NiXPS
Tuesday, December 02, 2008
  WPF to PDF
Update 09/23/2010: We have released a 100% managed SDK called NiPDF v1.0 which makes it even easier to go from WPF to PDF. Take a look at the code sample here

The Windows Presentation Foundation (WPF short) is the UI programming framework that Microsoft introduced with the release of .NET v2.0. It is a very comprehensive, and powerful UI model that seems to be picking up steam in developer cycles.

Creating an XPS file from a WPF visual is very easy; if you combine this with our NiXPS SDK to convert XPS to PDF, you can very quickly add a nice PDF output feature to your WPF application.
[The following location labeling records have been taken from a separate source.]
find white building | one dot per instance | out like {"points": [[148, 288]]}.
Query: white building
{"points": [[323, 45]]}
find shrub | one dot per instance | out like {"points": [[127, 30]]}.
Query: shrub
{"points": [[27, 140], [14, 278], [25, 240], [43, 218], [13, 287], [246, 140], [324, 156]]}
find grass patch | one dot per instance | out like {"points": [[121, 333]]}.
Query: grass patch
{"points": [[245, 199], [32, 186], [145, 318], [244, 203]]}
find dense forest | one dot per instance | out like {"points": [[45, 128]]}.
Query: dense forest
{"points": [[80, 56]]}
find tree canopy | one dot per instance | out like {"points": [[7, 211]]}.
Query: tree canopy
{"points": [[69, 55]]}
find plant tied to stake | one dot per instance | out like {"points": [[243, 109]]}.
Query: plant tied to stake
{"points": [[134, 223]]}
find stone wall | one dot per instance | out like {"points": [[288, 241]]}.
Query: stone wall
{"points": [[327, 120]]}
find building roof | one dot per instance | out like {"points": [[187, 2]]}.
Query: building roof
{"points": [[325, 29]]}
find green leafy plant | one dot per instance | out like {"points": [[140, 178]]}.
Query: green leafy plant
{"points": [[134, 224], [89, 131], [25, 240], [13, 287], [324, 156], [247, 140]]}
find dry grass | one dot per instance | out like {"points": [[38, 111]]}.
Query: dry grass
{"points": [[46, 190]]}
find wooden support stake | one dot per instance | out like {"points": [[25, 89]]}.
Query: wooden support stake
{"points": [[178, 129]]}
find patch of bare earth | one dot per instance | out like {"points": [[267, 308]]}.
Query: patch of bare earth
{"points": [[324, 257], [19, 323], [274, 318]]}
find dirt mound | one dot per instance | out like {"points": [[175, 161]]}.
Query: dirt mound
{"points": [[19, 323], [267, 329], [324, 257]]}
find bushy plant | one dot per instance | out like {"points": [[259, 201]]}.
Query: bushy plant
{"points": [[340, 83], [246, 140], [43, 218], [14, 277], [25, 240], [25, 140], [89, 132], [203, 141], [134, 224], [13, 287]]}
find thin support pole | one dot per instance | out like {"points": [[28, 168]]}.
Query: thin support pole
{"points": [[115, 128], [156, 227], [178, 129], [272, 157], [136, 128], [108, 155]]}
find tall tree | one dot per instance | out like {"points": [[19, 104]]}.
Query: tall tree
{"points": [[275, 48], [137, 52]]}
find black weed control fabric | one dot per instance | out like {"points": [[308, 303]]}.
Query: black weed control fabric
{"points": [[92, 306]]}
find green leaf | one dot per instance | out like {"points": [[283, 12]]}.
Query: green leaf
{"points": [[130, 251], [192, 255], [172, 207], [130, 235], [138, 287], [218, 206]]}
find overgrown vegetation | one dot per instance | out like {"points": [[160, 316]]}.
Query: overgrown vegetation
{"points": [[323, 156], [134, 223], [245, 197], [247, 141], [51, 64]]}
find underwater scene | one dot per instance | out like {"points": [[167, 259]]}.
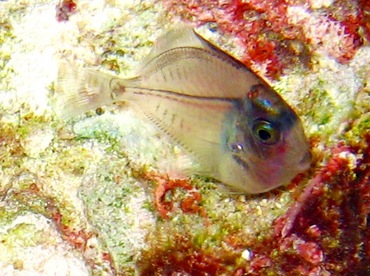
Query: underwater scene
{"points": [[202, 137]]}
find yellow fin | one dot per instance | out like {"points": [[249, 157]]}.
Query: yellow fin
{"points": [[79, 90]]}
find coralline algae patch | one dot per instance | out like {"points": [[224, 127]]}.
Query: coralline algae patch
{"points": [[92, 195], [278, 34]]}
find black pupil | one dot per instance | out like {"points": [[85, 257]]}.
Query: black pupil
{"points": [[264, 134]]}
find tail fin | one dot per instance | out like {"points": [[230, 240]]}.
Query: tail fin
{"points": [[79, 90]]}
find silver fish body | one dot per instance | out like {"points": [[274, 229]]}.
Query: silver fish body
{"points": [[238, 128]]}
As a matter of fact I've gave it a try, and the following code snippit draws a WPF visual, converts it to XPS and then uses the NiXPS SDK to write out a pdf:

using System;
using System.Collections.Generic;
using System.ComponentModel;
using System.Data;
using System.Text;
using System.Runtime.InteropServices;
using System.Windows;
using System.Windows.Media;
using System.IO.Packaging;
using System.IO;
using System.Windows.Xps.Packaging;
using System.Printing;
using System.Windows.Xps;

namespace NiXPSObjects
{

class WPF2PDF
{

static Visual CreateVisual()
{
const double Inch = 96;
DrawingVisual visual = new DrawingVisual();
DrawingContext dc = visual.RenderOpen();
Pen bluePen = new Pen(Brushes.Blue, 1);
dc.DrawRectangle(Brushes.Yellow, bluePen, new Rect(Inch / 2, Inch / 2, Inch * 1.5, Inch * 1.5));
Brush pinkBrush = new SolidColorBrush(Color.FromArgb(128, 255, 0, 255));
Pen blackPen = new Pen(Brushes.Black, 1);
dc.DrawEllipse(pinkBrush, blackPen, new Point(Inch * 2.25, Inch * 2), Inch * 1.25, Inch);
dc.Close();
return visual;
}

public static void Main(string[] args)
{
try
{
// create XPS file based on a WPF Visual, and store it in a memorystream
MemoryStream lMemoryStream = new MemoryStream();
Package package = Package.Open(lMemoryStream, FileMode.Create);
XpsDocument doc = new XpsDocument(package);
XpsDocumentWriter writer = XpsDocument.CreateXpsDocumentWriter(doc);
writer.Write(CreateVisual());
doc.Close();
package.Close();

// now open this XPS stream in the NiXPS SDK, and export it as pdf
NOPackage lPackage = NOPackage.readPackageFromBuffer("file.xps", lMemoryStream.GetBuffer(), (uint) lMemoryStream.Length);
NOProgressReporter lReporter = new NOProgressReporter();
lPackage.getDocument(0).exportToPDF("file.pdf", lReporter);
NOPackage.destroyPackage(ref lPackage);
} catch (NOException e)
{
System.Console.Out.WriteLine( "EXCEPTION: 0x" + string.Format("{0:X}", e.getError()) );
}
}
}
}


As a WPF developer you are getting 2 important benefits here:

  1. You can use the XPS as the printing output of your application. Giving your end-user a higher quality print-out.
  2. Allowing your user to save the output as PDF and/or XPS, which are ideal formats for sharing.